Haha, I agree with that T-T Knowing I have stuff to check just makes me really anxious.


----------



## Nightingalle (Aug 16, 2006)

x3  Luckily, I managed to somehow check EVERYTHING I had, so I have nothing now to check.  I'm just anxious to get the site back x3


----------



## carlos-penguin (Aug 16, 2006)

Hiya,

Fchan had slowdowns too until they dumped Apache and went Lighthttpd. Is that an option here?


----------



## WebsterLeone (Aug 16, 2006)

Meh, it just requires more vespean gas.  Give it time.


----------



## nobuyuki (Aug 16, 2006)

right now, we're all kinda hoping that good hackers will attack the site and put it back up for us and fix all the bugs and stuff.  It's happened so many times the other way before, we kinda figure we're overdue for a hack that _improves_ things !!


----------



## Xax (Aug 16, 2006)

Are there any plans to reimplement the "Javascript Stars" feature?


----------



## blackdragoon (Aug 16, 2006)

*sniffle-cry* i worked all day and when i finally get home and try to relax i find this. it was down when i went to bed last night it was down when i got up and it was down when i got home and it was down when i shot somebody and it was down when they arrested me and it was down when they tried me and it was down when the executed me and it was down when they sent me down below and it was down....


----------



## kitsubaka (Aug 16, 2006)

Must..find...interesting...topics..*drools*


----------



## Silverdragon00 (Aug 16, 2006)

*RE:  FA = BLAMO!*



			
				blackdragoon said:
			
		

> *sniffle-cry* i worked all day and when i finally get home and try to relax i find this. it was down when i went to bed last night it was down when i got up and it was down when i got home and it was down when i shot somebody and it was down when they arrested me and it was down when they tried me and it was down when the executed me and it was down when they sent me down below and it was down....

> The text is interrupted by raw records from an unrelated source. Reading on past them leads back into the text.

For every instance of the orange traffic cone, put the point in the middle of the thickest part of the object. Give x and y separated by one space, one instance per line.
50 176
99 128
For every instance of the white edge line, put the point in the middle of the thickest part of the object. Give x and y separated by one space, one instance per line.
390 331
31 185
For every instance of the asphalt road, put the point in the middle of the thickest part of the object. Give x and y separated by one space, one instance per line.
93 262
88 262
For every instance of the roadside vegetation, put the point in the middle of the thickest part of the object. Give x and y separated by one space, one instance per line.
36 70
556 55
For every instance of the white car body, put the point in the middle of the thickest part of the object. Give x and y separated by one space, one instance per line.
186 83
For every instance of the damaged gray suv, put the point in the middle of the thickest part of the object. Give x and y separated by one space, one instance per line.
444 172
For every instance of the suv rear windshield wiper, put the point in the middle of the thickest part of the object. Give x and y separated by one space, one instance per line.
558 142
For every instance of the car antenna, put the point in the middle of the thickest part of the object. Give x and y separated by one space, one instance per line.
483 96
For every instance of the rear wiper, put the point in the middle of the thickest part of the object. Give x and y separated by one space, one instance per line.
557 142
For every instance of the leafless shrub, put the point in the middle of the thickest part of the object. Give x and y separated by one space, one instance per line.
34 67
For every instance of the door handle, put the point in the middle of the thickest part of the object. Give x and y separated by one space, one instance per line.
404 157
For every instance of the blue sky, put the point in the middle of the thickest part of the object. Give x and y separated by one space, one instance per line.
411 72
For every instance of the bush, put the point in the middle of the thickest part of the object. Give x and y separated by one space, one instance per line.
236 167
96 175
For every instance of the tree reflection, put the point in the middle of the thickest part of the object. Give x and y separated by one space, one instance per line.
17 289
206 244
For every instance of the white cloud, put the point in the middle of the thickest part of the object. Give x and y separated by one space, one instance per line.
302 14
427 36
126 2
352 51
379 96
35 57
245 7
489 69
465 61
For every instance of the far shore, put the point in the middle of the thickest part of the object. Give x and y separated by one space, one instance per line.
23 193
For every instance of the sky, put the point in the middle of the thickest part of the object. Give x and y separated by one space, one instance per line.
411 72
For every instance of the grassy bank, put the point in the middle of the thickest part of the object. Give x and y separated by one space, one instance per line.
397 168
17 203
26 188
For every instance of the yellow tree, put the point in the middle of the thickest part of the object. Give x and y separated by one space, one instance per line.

i'm not gonna touch this with a 40ft pole :wink:


----------



## Hanazawa (Aug 17, 2006)

blackdragoon said:
			
		

> ...t was down when i went to bed last night it was down when i got up and it was down when i got home and it was down when i shot somebody and it was down ...



Don't worry. It's down... _with the sickness_. m/


----------



## blackdragoon (Aug 17, 2006)

lol i love that song.


----------



## yak (Aug 17, 2006)

> The thing I'm curious about is, there were a number of occasions where issues were found in the site's coding, they were remedied, and the site ran like greased lightning for a while, then started to bog down until the next set of fixes restored speed to the site.
> 
> Is it that the growth of FA is exposing new issues that went unnoticed since they didn't previously cause a problem until the site reached a certain level of size/usage?


pretty much so. we're constantly monitoring the MySQL processlist for queries that take an exessive amount of time to complete, and upon finding one, we try to revise it to run a bit faster. 
but the problem is, that the revised query, thou somewhat more efficient  - requires new indexes on the table to be built, and the old ones dropped. that is the main reason FA is been down for so long - too much data to process to make and drop one. and if we are taking several.... 

in this particular case, the query that selects the new submission messages was speed optimised, and we also managed to shrink the length of the key from 38 bytes to 8 bytes, meaning that the selects would take even less time.
the results are quite obviuos - see them for yourself.


----------